Open a terminal/console window. Execute the following commands to get insight into what you will do next.
azure storage account -–help
azure storage account create --help
When you are ready, execute the following command to create a new storage account. Replace with a globally unique name that you want to use. The command will fail if the name is already taken, so chose something unique, be creative. You can also change the location of the datacenter you want to use. The recommendation is to put your storage account in the same datacenter as your other services in order to reduce lag and expenses related to data transfers between datacenters. Chose whatever location you feel appropriate.
azure storage account create –location "North Europe" <name>
You now have a new storage account created. Remember the name you used, you need it when we refer to the name of your storage account. In order to access that storage account you must retrieve the storage account key. Execute the following command to retrieve the keys.
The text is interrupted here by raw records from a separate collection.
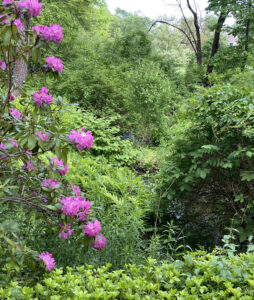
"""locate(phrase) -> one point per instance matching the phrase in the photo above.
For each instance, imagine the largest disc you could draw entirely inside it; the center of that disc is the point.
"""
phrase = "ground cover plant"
(110, 190)
(196, 276)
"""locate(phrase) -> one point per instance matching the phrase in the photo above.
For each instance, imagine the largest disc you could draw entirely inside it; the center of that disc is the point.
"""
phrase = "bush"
(107, 141)
(196, 276)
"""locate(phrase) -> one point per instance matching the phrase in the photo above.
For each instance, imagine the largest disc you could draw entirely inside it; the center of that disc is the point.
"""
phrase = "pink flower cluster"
(50, 33)
(13, 142)
(31, 7)
(92, 228)
(29, 166)
(15, 113)
(2, 146)
(49, 261)
(76, 190)
(58, 165)
(99, 242)
(2, 66)
(11, 97)
(66, 231)
(49, 183)
(84, 140)
(54, 63)
(74, 205)
(16, 22)
(8, 3)
(42, 136)
(42, 96)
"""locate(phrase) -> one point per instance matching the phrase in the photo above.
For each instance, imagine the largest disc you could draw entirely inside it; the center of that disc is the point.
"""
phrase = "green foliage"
(207, 177)
(149, 100)
(122, 203)
(107, 141)
(197, 276)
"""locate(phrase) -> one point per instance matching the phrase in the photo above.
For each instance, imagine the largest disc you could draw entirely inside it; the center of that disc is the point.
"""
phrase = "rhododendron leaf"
(36, 54)
(7, 37)
(32, 142)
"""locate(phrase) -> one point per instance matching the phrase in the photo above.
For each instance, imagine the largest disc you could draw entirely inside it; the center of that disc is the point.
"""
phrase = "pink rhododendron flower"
(29, 166)
(11, 97)
(19, 24)
(28, 152)
(70, 206)
(85, 208)
(99, 242)
(2, 65)
(66, 231)
(58, 165)
(52, 33)
(92, 228)
(49, 261)
(13, 142)
(42, 96)
(54, 63)
(2, 146)
(76, 190)
(15, 113)
(42, 136)
(84, 140)
(7, 3)
(51, 184)
(32, 7)
(4, 21)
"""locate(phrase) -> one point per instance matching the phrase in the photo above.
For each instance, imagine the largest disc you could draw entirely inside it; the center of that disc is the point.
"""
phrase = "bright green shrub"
(122, 201)
(107, 141)
(196, 276)
(207, 177)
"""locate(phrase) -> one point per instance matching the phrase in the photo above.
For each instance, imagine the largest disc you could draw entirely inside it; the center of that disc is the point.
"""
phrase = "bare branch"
(28, 201)
(178, 28)
(186, 21)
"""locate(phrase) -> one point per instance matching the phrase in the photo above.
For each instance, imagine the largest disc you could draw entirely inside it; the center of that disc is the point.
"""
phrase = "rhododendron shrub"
(30, 131)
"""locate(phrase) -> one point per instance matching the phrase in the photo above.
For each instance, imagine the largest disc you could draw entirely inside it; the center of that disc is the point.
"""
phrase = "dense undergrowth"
(169, 173)
(196, 276)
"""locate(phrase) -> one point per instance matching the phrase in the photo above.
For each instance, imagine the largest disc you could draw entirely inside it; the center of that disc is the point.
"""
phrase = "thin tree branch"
(178, 28)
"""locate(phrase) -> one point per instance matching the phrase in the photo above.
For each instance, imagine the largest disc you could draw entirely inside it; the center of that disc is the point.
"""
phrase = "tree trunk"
(198, 37)
(216, 40)
(20, 69)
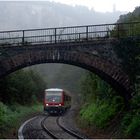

azure storage account keys list –help
azure storage account keys list <name>
Sample output
PS C:\dev\tessel-azure-labs> azure storage account keys list yournamegoeshere
info: Executing command storage account keys list
+ Getting storage account keys
data: Primary ZF2po8rCJk.....DATA-REMOVED-FROM-SAMPLE....4rrt5EN2lK1k2hA==
data: Secondary lo+nGo/W.....DATA-REMOVED-FROM-SAMPLE....Pt1orNXRnJjZA7g2w==
info: storage account keys list command OK
Copy and save the primary key to a safe location on your computer, we’ll be using it soon. These keys can only be accessed if you are administrator of the Azure Subscription that hosts the particular Storage Account and those keys should be handled with care. Don’t give them away to anyone you don’t trust and don’t save them on uncontrolled devices or clients. With any of these keys you have full control over that specific storage account. You can always retrieve the keys again later by executing the same command or though visiting the management portal. If necessary you can also generate new keys, but that will invalidate any other keys already used.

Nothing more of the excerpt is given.